Developer to build 5K rental units, cites Liberals’ GST break as motivator
Global News
According the CMHC, Canada needs to build about 3.5 million more units than its current pace of building by 2030 to restore affordability.
A Toronto-based real estate company says it is planning to build 5,000 new rental units in urban centres across the country as a result of the federal government’s decision to eliminate GST charges on rental developments.
The CEO of Dream Unlimited Corp., Michael Cooper, says high interest rates and construction costs had put many projects on pause.
“A lot of projects that we had hoped to be able to start haven’t penciled out,” Cooper said.
But the federal government’s announcement that it would eliminate GST charges off rental developments – and the expectation that provinces would follow suit – has changed the calculation for Dream.

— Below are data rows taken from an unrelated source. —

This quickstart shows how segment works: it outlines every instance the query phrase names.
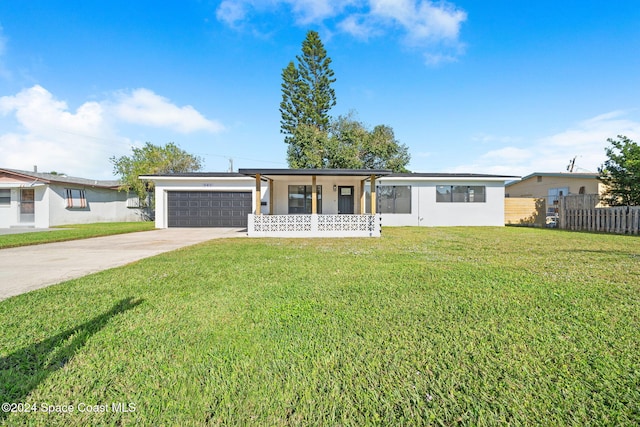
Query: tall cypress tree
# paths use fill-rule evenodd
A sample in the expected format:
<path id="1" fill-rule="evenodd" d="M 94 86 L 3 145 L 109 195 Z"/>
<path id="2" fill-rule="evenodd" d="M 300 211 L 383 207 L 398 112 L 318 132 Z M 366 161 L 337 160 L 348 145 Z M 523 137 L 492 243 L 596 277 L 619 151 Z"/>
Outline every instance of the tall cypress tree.
<path id="1" fill-rule="evenodd" d="M 336 81 L 331 69 L 331 58 L 327 56 L 327 51 L 317 32 L 307 33 L 307 37 L 302 42 L 302 55 L 296 56 L 296 60 L 297 67 L 290 62 L 282 70 L 282 102 L 280 103 L 282 116 L 280 132 L 285 134 L 285 142 L 289 144 L 290 167 L 316 164 L 314 161 L 301 158 L 309 151 L 300 147 L 305 142 L 300 141 L 298 137 L 299 127 L 311 126 L 326 133 L 331 120 L 329 110 L 336 105 L 336 94 L 331 87 L 331 84 Z"/>

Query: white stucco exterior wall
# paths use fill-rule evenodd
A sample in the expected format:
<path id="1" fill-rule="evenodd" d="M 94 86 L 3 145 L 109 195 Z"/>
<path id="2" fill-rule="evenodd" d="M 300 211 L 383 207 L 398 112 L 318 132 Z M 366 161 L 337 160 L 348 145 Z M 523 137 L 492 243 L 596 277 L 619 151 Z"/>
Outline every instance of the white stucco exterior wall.
<path id="1" fill-rule="evenodd" d="M 360 182 L 362 178 L 346 176 L 317 176 L 316 185 L 322 186 L 322 213 L 324 215 L 336 215 L 338 213 L 338 187 L 353 187 L 354 213 L 360 212 Z M 310 176 L 279 177 L 273 184 L 273 204 L 275 215 L 287 215 L 289 213 L 289 186 L 311 185 Z M 333 191 L 333 186 L 336 191 Z"/>
<path id="2" fill-rule="evenodd" d="M 84 190 L 87 207 L 67 208 L 67 189 Z M 93 222 L 133 222 L 143 219 L 140 209 L 127 207 L 128 195 L 124 191 L 51 184 L 47 193 L 50 226 Z"/>

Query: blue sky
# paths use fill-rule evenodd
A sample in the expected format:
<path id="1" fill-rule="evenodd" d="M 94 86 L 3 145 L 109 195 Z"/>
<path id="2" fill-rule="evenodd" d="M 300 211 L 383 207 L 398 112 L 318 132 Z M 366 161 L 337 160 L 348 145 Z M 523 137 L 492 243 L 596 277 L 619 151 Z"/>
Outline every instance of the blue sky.
<path id="1" fill-rule="evenodd" d="M 281 72 L 315 30 L 337 105 L 417 172 L 597 171 L 640 140 L 640 7 L 617 1 L 1 1 L 0 167 L 111 178 L 173 141 L 286 167 Z"/>

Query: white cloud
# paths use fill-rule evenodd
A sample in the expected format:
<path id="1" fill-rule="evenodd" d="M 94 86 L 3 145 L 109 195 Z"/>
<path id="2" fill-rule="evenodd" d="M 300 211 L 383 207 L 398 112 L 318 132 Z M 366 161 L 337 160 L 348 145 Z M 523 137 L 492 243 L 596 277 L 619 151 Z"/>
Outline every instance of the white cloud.
<path id="1" fill-rule="evenodd" d="M 208 120 L 191 105 L 178 107 L 148 89 L 122 93 L 113 107 L 116 116 L 129 123 L 173 129 L 180 133 L 220 132 L 221 123 Z"/>
<path id="2" fill-rule="evenodd" d="M 41 171 L 110 178 L 109 158 L 131 153 L 131 140 L 119 130 L 125 122 L 181 133 L 222 128 L 193 107 L 177 107 L 147 89 L 115 98 L 85 102 L 72 111 L 38 85 L 0 97 L 0 115 L 14 117 L 16 124 L 0 134 L 0 166 L 30 170 L 38 165 Z"/>
<path id="3" fill-rule="evenodd" d="M 7 38 L 4 36 L 4 29 L 0 25 L 0 77 L 8 79 L 11 77 L 11 73 L 4 65 L 4 55 L 7 52 Z"/>
<path id="4" fill-rule="evenodd" d="M 247 16 L 248 2 L 225 0 L 220 3 L 216 11 L 216 18 L 225 24 L 235 27 Z"/>
<path id="5" fill-rule="evenodd" d="M 14 114 L 18 123 L 13 132 L 0 135 L 4 167 L 38 165 L 40 170 L 99 178 L 111 169 L 108 153 L 127 147 L 110 129 L 100 104 L 87 102 L 72 112 L 42 86 L 1 97 L 0 114 Z"/>
<path id="6" fill-rule="evenodd" d="M 446 1 L 431 0 L 224 0 L 219 21 L 240 28 L 256 15 L 288 8 L 300 26 L 336 22 L 336 29 L 361 40 L 400 30 L 407 46 L 423 51 L 427 64 L 452 62 L 464 51 L 460 27 L 467 13 Z"/>
<path id="7" fill-rule="evenodd" d="M 455 168 L 457 172 L 528 175 L 533 172 L 564 172 L 576 157 L 574 172 L 597 172 L 606 160 L 608 138 L 626 135 L 640 140 L 640 121 L 630 111 L 613 111 L 583 120 L 565 131 L 515 146 L 490 150 L 473 164 Z"/>

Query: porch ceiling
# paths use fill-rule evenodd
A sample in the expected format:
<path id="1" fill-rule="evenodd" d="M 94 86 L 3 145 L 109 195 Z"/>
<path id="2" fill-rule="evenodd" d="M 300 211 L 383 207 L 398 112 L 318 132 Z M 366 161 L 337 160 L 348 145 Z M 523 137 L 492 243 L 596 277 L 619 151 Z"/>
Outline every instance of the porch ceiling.
<path id="1" fill-rule="evenodd" d="M 351 176 L 376 178 L 392 173 L 389 169 L 238 169 L 238 173 L 253 176 L 260 174 L 263 178 L 274 176 Z"/>

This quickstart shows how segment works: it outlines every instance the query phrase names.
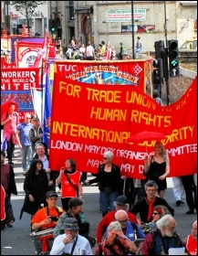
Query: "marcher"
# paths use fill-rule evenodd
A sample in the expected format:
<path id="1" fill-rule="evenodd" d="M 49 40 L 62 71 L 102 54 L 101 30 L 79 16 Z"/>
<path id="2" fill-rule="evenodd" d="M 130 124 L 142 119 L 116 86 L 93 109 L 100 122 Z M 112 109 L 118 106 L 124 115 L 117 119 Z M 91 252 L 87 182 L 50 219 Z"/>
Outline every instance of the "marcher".
<path id="1" fill-rule="evenodd" d="M 145 239 L 145 235 L 140 226 L 135 222 L 129 220 L 128 212 L 123 209 L 119 209 L 115 213 L 115 220 L 120 223 L 123 234 L 131 241 L 135 241 L 137 239 Z M 140 255 L 141 252 L 143 242 L 140 242 L 137 245 L 136 255 Z"/>
<path id="2" fill-rule="evenodd" d="M 31 115 L 29 113 L 26 113 L 25 122 L 18 124 L 17 131 L 16 133 L 16 139 L 18 147 L 21 150 L 21 162 L 24 172 L 26 172 L 29 168 L 30 159 L 32 158 L 32 147 L 29 140 L 29 131 L 32 128 L 30 120 Z"/>
<path id="3" fill-rule="evenodd" d="M 35 37 L 40 37 L 40 34 L 38 33 L 38 31 L 36 31 L 36 33 L 35 33 Z"/>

Finance Minister Chrystia Freeland introduced legislation last week that would provide a 100 per cent GST rebate for new rental developments. The measure has been called for by housing experts, advocates and developers who say more incentives are needed to spur purpose-built rentals.
Cooper says the full rebate is a game-changer because while retailers can pass on the cost of a sales tax to customers, rental developers have to pay the tax themselves.
“When you build an apartment, the person paying the rent doesn’t pay (sales tax),” Cooper said. “It makes a lot of apartments uneconomical.”
The announcement from the real estate company comes with a caveat: provinces would have to waive their sales taxes, too, and average interest rates would have to stay the same.